Oil fell $4 to $128 a barrel on Tuesday, pulled down by the stronger US dollar and concerns moves to cut Asian fuel subsidies could hurt demand growth. US crude traded down $4.01 to $128.18 a barrel in late post settlement trade, after settling down $3.34 at $128.85 in the first day of trade on the New York Mercantile Exchange this week following the US Memorial Day holiday.
London Brent crude settled down $4.06 at $128.31 a barrel. The losses came as the US dollar rose broadly after April US new-home data showed an unexpected rise, dragging oil off record highs over $135 a barrel struck last week.
Oil price have doubled in the past year as speculators pile into commodities as a hedge against inflation and the weaker dollar, extending a six-year rally as supply struggles to keep pace with rising demand in emerging economies like China.

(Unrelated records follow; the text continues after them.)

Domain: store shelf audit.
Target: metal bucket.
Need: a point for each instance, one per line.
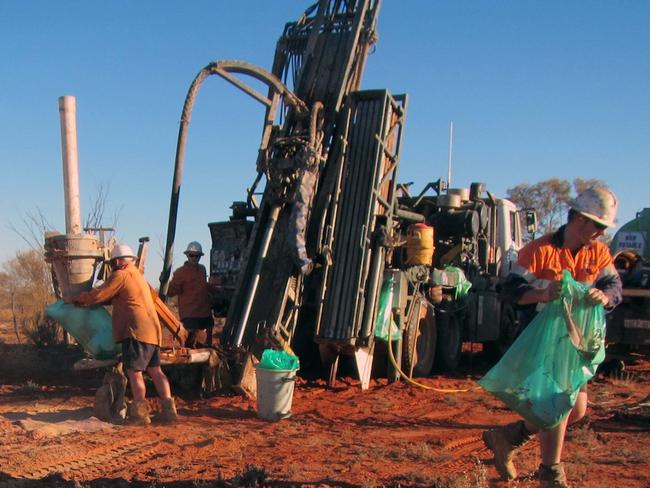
(274, 393)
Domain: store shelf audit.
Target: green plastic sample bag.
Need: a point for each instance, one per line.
(91, 327)
(452, 276)
(541, 374)
(279, 360)
(384, 320)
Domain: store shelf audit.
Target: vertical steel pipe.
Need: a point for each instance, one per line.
(68, 116)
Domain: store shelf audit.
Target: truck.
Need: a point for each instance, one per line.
(628, 326)
(302, 263)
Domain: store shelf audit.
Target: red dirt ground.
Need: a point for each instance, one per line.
(390, 435)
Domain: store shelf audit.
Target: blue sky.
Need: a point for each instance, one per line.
(536, 89)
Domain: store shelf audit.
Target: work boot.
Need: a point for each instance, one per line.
(503, 442)
(138, 413)
(552, 476)
(168, 414)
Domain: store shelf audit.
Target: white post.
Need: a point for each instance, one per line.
(451, 144)
(68, 116)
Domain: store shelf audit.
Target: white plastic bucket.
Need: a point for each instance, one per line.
(274, 392)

Prices rose Monday when Royal Dutch Shell said it was forced to cut production in Nigeria after rebels from the southern Niger Delta blew up an oil pipeline. Further weakness on Tuesday came from signs some Asian countries could ease subsidies that have kept down prices, raising concern demand in the region could falter.
Demand in top consumer the United States is already under pressure from high prices. "Crude is looking toppy due to very obvious demand destruction in the US and impending demand fall off in Asia," said Nauman Barakat, senior vice president at Macquarie Futures USA.
Over the past week Indonesia, Taiwan, Sri Lanka and Bangladesh have either raised regulated fuel prices or pledged that they will, forced into unpopular action by the unsustainable cost of subsidies.
The weakness in demand has helped pull down near-term prices against crude futures five years out and beyond, where some analysts are concerned resource management in producer countries could keep supply under pressure.
Surging fuel costs have caused a wave of protests across the globe, with convoys of trucks converging on London on Tuesday. French fishermen have blocked road and rail access to the fuel depot of France's largest oil refinery at Gonfreville, owned by Total.
Rising prices have prompted some oil consuming nations to call on Opec to ramp up production. Members of the cartel insist speculators, not a shortfall in supply, is driving prices and say they will not meet ahead of their scheduled meeting in September to discuss output policy.